Uyghur ethnic minority Uyghur woman Uyghur people
Is China trying to erase the identity of the Uyghur people? Of the 10 million Uyghurs in Xinjiang province, western China, around one in eight is now interned in a re-education camp, and the rest might as well be.
China is using intense surveillance, street-based facial recognition, QR-coding of homes, obligatory tissue typing and iris scanning, not to mention detention and re-education. to achieve an Orwellian level of control. Intelligence officials are allocated as "adopted" family members, and digital devices have spyware installed. Uyghur rights groups say children are now being taken from their families, the Uyghur language is banned in schools and workplaces, mosques are being destroyed and there are restrictions on wearing a headscarf, growing facial hair and choosing culturally-significant baby names.
According to Human Rights Watch, having too many children, owning a tent, watching a film made abroad, refusing to denounce family members, speaking Uyghur in public, refusing tissue-typing, having a VPN (virtual private computer network) or making or receiving an international telephone call can all result in indefinite internment.
Personal citizenship scores are allocated based on behaviour. Fewer points mean heavy restrictions on everything from employment to freedom of movement. It is nearly impossible for Uyghurs to live outside Xinjiang, since renting rooms to them is a crime. Uyghurs living overseas have lost contact with relatives back home, not knowing if they're just afraid to respond, in detention or dead. Executions for "separatism" are common, but in November a prominent Uyghur businessman, Abdughapar Abdurusul, was sentenced to death for performing Hajj.
The rest of the world, meanwhile, remains silent. Even Arab nations, vociferous in their criticism of ill-treatment of Muslims in Israel and Myanmar, seem unaware that 10m Muslims are being corralled and controlled in western China, rendered increasingly invisible as their cultural identity is carefully eradicated.

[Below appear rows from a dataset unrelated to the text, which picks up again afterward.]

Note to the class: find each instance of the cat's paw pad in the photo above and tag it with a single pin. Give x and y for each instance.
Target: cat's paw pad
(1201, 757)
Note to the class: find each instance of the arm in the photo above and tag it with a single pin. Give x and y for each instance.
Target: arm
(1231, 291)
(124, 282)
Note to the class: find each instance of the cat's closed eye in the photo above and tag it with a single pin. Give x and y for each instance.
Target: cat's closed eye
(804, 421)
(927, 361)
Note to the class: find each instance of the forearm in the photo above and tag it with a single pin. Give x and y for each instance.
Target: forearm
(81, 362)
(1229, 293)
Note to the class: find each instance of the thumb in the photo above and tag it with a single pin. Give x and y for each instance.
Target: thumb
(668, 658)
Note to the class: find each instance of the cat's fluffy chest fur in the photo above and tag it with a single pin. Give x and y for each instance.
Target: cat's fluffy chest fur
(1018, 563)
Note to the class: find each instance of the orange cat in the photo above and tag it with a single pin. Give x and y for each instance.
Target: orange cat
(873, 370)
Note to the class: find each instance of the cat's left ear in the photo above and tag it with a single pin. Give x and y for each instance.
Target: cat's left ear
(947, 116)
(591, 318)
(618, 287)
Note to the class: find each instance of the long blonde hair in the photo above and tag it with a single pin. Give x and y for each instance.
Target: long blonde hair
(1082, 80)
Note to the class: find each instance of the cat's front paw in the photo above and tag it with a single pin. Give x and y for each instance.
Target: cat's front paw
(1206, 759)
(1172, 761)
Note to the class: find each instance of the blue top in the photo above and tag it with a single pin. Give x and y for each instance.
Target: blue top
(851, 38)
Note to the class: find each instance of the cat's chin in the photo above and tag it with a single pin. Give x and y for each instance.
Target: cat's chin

Why does nobody object to this growing totalitarianism? In 1997, US President Bill Clinton confidently told China that repression left it on the wrong side of history; but in 2019 Big Trade speaks louder than rights and freedoms, and China is a hugely significant trading partner which spends untold billions around the world, not least on Middle Eastern oil.
It's not only governments that are silent, however,. Even private individuals are more complicit than they might realise. Mainstream western investment funds (on which most UK pensions rely) have profited from Chinese companies like surveillance camera makers Hikvision and Dahua, whose share prices rose sharply thanks to massive snooping contracts in Xinjiang. Chinese facial recognition company SenseTime has attracted huge western investment and is now the world's most valuable AI platform.
Historically, the attempt to eliminate ethnic groups through suppression and ghettoisation has been a precursor to physical genocide, attracting international outrage; but China's bloodless ethnic cleansing is more sophisticated and so avoids triggering those irritating accusations of crimes against humanity. Once people are contained, their children re-educated and their cultural identity erased, time and patience will do the rest. Thus may the Uyghurs, crushed by the Chinese state and condemned by global indifference, go quietly into that good night.